The teams were stationed at Pollem is South Goa, which borders Karnataka, and Patradevi in North Goa along the Maharashtra border. They took fish samples from these trucks and did on-the-spot analysis for presence of any harmful chemical. No chemical was found in the fish samples, he said.

The government had banned import of fish on July 18 after the Food and Drugs Administration’s (FDA) initial report confirmed presence of formalin, a toxic chemical, in them. Formalin was applied on fish imported from outside the state as a preservative, according to the FDA.

The chemical, harmful for human health, is used to preserve bodies and prevent their decay in mortuaries. The department had later withdrawn its report.

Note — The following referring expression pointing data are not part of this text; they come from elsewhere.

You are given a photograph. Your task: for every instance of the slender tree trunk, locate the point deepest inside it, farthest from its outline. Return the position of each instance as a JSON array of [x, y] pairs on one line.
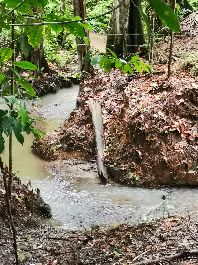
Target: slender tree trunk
[[125, 21], [173, 4], [118, 30], [6, 174], [82, 49], [135, 30]]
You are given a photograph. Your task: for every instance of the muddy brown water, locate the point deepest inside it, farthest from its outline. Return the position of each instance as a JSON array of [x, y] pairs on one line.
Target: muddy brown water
[[73, 190]]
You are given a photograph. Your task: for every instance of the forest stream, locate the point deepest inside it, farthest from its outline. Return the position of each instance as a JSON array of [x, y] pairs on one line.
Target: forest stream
[[73, 189]]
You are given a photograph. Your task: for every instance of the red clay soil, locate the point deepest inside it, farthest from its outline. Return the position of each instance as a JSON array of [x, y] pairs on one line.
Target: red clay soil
[[150, 128]]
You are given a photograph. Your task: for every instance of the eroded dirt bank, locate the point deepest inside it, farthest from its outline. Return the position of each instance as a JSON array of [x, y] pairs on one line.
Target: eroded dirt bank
[[150, 128]]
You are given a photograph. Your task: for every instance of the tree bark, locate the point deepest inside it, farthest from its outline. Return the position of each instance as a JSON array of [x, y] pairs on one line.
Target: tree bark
[[126, 32], [82, 49], [116, 38], [135, 29]]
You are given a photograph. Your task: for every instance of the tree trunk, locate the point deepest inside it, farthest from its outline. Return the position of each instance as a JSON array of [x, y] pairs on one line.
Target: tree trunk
[[82, 49], [116, 38], [135, 30], [126, 32]]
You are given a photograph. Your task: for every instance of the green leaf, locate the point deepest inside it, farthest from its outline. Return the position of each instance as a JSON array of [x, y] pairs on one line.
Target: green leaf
[[3, 113], [118, 64], [37, 133], [11, 100], [127, 69], [2, 77], [35, 36], [112, 53], [166, 14], [5, 54], [7, 124], [25, 65], [24, 45], [76, 29], [23, 115], [26, 85]]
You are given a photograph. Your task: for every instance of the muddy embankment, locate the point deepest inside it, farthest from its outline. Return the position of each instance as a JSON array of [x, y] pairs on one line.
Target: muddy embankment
[[150, 129], [150, 123]]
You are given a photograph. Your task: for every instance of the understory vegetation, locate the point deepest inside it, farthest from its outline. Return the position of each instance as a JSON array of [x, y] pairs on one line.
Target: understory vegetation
[[143, 82]]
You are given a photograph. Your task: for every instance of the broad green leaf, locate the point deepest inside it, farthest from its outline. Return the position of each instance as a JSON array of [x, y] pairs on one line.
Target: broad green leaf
[[11, 100], [118, 64], [35, 36], [37, 133], [27, 87], [23, 115], [127, 68], [7, 125], [87, 26], [5, 54], [24, 45], [75, 29], [112, 53], [86, 40], [12, 3], [166, 14], [3, 113], [25, 65], [2, 77]]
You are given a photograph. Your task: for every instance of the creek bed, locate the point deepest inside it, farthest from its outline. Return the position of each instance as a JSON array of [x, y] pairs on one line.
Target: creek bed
[[73, 190]]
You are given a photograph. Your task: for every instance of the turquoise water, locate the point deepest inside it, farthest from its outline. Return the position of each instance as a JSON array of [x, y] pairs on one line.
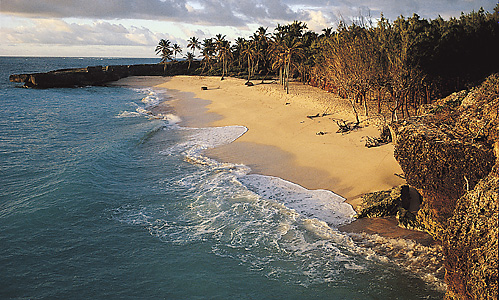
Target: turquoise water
[[100, 201]]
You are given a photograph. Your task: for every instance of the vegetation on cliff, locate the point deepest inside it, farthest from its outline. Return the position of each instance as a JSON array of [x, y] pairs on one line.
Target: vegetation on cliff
[[392, 66], [451, 155]]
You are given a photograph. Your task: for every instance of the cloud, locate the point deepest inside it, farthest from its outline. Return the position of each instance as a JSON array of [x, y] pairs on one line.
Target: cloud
[[238, 13], [54, 31], [212, 12]]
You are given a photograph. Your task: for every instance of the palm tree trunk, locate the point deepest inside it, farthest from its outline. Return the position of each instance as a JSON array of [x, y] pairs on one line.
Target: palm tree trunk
[[287, 76], [249, 68]]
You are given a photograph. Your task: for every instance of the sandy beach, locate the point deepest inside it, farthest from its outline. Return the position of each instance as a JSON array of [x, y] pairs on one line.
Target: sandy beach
[[283, 141]]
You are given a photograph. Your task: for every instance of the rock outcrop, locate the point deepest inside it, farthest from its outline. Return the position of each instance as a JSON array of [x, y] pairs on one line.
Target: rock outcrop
[[450, 155], [99, 75]]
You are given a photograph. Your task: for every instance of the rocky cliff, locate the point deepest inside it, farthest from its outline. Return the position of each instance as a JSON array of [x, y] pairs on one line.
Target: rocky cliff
[[99, 75], [450, 154]]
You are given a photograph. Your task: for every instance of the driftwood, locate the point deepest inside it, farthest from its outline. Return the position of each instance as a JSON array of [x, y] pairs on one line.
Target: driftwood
[[318, 116], [384, 138], [345, 127]]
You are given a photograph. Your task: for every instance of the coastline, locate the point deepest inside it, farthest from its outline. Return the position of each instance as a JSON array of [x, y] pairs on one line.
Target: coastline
[[282, 141]]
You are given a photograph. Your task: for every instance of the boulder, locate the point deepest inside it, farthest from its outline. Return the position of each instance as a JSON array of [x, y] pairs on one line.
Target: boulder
[[450, 155]]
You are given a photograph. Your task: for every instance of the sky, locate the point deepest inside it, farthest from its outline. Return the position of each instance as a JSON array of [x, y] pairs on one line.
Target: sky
[[132, 28]]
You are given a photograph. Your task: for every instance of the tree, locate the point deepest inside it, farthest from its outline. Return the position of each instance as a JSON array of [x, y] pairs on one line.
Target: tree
[[176, 50], [164, 49], [194, 44], [189, 57], [208, 52], [249, 51], [222, 47]]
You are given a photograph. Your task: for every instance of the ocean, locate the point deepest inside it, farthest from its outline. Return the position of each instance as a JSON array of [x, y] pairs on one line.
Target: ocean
[[99, 200]]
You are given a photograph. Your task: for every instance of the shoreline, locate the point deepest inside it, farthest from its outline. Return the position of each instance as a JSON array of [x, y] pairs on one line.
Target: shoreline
[[282, 141]]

“Testing of imported fish samples started at Pollem and Patradevi check posts from midnight onwards. Fourteen trucks carrying fish from Karnataka had arrived at the Pollem check post till 7.30 am today,” Rane said.

At Patradevi, three vehicles entered the state and fish samples collected from them tested negative for chemicals, the minister said. The FDA will keep a vigil at the border even during the day time, he said.

The Congress had stalled the Assembly during the recently-concluded Monsoon Session for three days over the issue of formalin-laced fish, demanding a thorough probe into the entire episode.